Atos Information Technology Incorporated is a service provider which is owned by Atos. Atos Information Technology Incorporated provides a wide range of information technology services such as consulting, systems integration, and IT management.

Atos Information Technology Incorporated was formed on 1 October 2007 from the merger of several groups from various countries, including Siemens Business Services (Germany), Program and System Engineering (Austria), Siemens Information Ltd (India), Business Innovation Center (Switzerland) and Development Innovations and Projects (Greece).

SIS became an entity legally independent of Siemens AG in October 2010.

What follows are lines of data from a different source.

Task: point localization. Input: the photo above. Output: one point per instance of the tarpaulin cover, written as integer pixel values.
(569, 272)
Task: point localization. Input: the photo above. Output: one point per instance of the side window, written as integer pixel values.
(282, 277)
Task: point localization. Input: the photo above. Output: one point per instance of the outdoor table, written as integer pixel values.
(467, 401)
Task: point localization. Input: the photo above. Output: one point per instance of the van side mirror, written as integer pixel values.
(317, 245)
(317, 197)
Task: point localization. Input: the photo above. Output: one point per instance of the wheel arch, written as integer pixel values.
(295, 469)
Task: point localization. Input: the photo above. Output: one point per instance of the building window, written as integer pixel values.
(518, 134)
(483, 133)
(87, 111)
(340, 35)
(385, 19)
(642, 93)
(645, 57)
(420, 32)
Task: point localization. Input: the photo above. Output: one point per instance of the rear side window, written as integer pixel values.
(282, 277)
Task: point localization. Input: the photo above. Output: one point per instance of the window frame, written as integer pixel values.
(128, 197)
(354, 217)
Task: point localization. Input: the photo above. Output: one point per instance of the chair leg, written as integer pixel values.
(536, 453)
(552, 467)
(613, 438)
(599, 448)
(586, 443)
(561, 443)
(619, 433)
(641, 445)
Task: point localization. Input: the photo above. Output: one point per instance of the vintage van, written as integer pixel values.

In December 2010, it was announced that Atos Origin would form a strategic partnership with Siemens AG. The deal concluded in July 2011, where Siemens contributed its Atos Information Technology Incorporated for a total sum of €850 million to Atos Origin in order to create a European IT branch. Siemens will for a period of at least five years be a shareholder of Atos Origin with a 15% stake. As part of the transaction, Siemens concluded a seven-year outsourcing contract worth around €5.5 billion, under which Atos Origin will provide Managed Services and Systems Integration to Siemens. As part of the merger, Atos Origin changed its name to "Atos".

==Clients==
In 2004, Siemens Business Services won the contract to run the outsourced IT, telephony and broadcast technology systems of the BBC, which had previously been run by BBC Technology. Siemens was also contracted to run the BBC's Digital Media Initiative until 2009, when the BBC terminated the contract and Siemens paid a £27.5m settlement to the BBC. In the same year, Siemens's telephony services also ran into difficulty after Siemens switched the BBC over to an IP telephony system. When Atos Origin acquired the SIS division from Siemens in December 2010, the BBC support contract also passed to Atos, and in July 2011, the BBC announced to staff that its technology support would become an Atos service. Siemens staff working on the BBC contract were transferred to Atos and BBC technology systems (including the BBC website) are now managed by Atos.